Just watched David Anthoff’s awsome Introduction to the Queryverse video.
David emphasises that the Queryverse is designed to work in a “streaming” fashion, and that data is supposed to be “pulled” through the stages in a data pipeline.
With that in mind, I went and wrote:
load(f) ▷ @take(rows) ▷ collect
where f
is a string to a 2.3Gb CSV file, and rows==3. This takes 93 seconds, which seems much more like that the load
is actually reading the whole file. I came up with the test script below, followed by the output results:
#!julia
# ARGS=["nycTaxiTripData2013/data/trip_data_1.csv"]
f = ARGS[1]
run(`ls -lath $f`)
using Queryverse
using CSV
rows = 3
for _ in 1:2 # do it twice, as the first time will have compilation overhead
d1, d2, d3 = nothing, nothing, nothing
GC.gc()
@time d1 = open(`head -n$(rows+1) $f`) do io
load(Stream{format"CSV"}(io)) ▷ collect
end;
@time d2 = load(f) ▷ @take(rows) ▷ collect;
@time d3 = CSV.File(f, limit=rows);
end
-rwxr-xr-x 1 derek derek 2.3G May 13 2014 trip_data_1.csv
9.201231 seconds (19.78 M allocations: 1.188 GiB, 3.02% gc time, 6.52% compilation time)
93.247378 seconds (539.58 M allocations: 69.246 GiB, 50.05% gc time, 0.08% compilation time)
12.923268 seconds (27.43 M allocations: 1.424 GiB, 20.18% gc time, 94.82% compilation time)
0.004426 seconds (3.03 k allocations: 369.062 KiB)
152.283909 seconds (526.68 M allocations: 68.517 GiB, 71.67% gc time)

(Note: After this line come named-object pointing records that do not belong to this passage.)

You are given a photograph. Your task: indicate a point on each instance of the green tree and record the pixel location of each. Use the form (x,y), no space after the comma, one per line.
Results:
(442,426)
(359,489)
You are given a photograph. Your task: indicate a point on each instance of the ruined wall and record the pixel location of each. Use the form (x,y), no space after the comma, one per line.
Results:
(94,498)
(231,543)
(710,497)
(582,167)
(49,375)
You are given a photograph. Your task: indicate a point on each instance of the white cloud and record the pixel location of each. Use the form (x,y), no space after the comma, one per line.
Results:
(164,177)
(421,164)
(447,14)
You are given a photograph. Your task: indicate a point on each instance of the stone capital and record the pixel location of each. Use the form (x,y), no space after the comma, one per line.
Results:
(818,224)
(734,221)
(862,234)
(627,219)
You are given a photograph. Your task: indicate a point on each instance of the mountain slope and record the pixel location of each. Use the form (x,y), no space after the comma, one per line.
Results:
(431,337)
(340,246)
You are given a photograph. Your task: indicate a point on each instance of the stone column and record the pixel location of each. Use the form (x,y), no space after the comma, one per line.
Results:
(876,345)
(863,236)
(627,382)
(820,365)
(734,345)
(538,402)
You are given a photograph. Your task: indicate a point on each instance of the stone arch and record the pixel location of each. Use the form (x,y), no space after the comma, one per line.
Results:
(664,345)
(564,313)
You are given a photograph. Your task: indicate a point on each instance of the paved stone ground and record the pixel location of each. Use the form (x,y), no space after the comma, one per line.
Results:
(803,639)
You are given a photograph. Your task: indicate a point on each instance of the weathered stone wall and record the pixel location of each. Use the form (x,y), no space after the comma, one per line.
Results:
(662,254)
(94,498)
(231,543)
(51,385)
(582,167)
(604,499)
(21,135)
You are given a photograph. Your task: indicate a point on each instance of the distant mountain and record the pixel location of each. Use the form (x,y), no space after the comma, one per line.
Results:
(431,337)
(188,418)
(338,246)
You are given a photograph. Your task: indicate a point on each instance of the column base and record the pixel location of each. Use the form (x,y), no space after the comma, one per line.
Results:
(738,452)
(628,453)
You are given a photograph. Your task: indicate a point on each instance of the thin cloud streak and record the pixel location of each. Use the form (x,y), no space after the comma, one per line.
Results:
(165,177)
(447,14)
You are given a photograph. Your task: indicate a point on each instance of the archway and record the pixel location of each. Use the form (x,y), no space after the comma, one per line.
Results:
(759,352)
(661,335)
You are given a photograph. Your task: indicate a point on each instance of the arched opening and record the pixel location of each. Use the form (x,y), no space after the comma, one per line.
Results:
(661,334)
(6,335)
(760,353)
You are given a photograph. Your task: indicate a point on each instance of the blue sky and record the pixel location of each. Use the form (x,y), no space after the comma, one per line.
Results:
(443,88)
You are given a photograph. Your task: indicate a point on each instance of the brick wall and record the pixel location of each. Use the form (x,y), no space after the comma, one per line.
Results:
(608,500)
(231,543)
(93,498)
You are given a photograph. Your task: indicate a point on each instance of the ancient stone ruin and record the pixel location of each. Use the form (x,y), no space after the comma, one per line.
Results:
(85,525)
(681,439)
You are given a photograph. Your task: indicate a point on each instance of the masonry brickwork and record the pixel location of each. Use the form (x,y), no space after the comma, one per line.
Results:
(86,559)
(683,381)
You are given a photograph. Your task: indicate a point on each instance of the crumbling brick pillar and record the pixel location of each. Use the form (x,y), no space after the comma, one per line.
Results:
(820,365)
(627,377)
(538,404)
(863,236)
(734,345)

0.000310 seconds (412 allocations: 31.977 KiB)
So, on the second run, I can see that CSV.File
is taking <1ms, Using head
in the OS + Queryverse is taking 4.4ms, but pure Queryverse (load ▷ @take
) takes a whopping 93s the first time, and 152s the second (which is totally unfathomable to me!)
Have I misunderstood the streaming nature of the Queryverse? Am I mssing something else?